La hiérarchisation des filières se poursuit dans l’enseignement supérieur avec, tout en haut de la pyramide, les Classes Préparatoires aux Grandes Ecoles (CPGE), suivies par les Instituts Universitaires de Technologie (IUT) et les Sections de Techniciens Supérieurs (STS). Hormis certaines sections d’excellence, le premier cycle d’université, le Diplôme d’Etudes Universitaires Générales (DEUG), sert de refuge pour des bacheliers de niveau faible qui n’ont pas été admis dans les filières sélectives et qui sont justement les moins à même de faire face aux exigences universitaires, comme le montre l’itinéraire des quatre personnages principaux de cette recherche, Sabri, Fehrat, Djamel et Nassim, dont le lecteur suit les tribulations jusqu’à l’âge de 28 ans.

Ces jeunes n’auront échappé à la condition sociale de leurs parents que dans une certaine mesure : certes, ils ont quitté le monde ouvrier, évoluant dans le secteur tertiaire, mais leur insertion qui s’y fait sous forme d’emplois aidés, à durée déterminée, à salaire bas, reste précaire. Ils auront certes profité d’une «vie adolescente» plus longue que celle de leurs parents exposés tôt au monde du travail, mais cette situation en apparence enviable a ses revers : les longues études induisent une dépendance à la fois matérielle et intellectuelle qui infantilise les jeunes. De plus, l’école étant aujourd’hui en principe ouverte à tous, chacun y est considéré comme responsable de sa destinée ; on attribue moins volontiers les inégalités scolaires aux injustices sociales : réussite et échec sont perçues comme étant dues aux qualités personnelles de l’individu. Les jeunes enquêtés par Stéphane Beaud se sentent en même temps bernés par un système qui n’a pas tenu ses promesses, et responsables de leur relatif échec, ce qui ne va pas sans une certaine souffrance.

Au bout de trois cent pages, ils nous sont devenus étonnamment proches, et une bonne surprise attend le lecteur : l’auteur nous fait partager le courrier électronique qu’il a reçu de la part de jeunes adultes, «enfants de la démocratisation scolaire» ressemblant étrangement aux enquêtés.
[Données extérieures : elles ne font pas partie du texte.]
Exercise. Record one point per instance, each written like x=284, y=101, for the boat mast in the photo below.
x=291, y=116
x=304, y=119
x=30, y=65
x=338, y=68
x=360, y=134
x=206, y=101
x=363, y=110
Ils expriment leur reconnaissance au sociologue qui, à travers son livre, leur a tendu une sorte de miroir. Une correspondance s’engage même entre l’auteur et Younes Amrani, qui donnera lieu à un article dans une revue du champ de l’insertion professionnelle. C’est l’un des (nombreux) mérites de cet ouvrage que de nous donner à voir une image aussi vivante de la sociologie.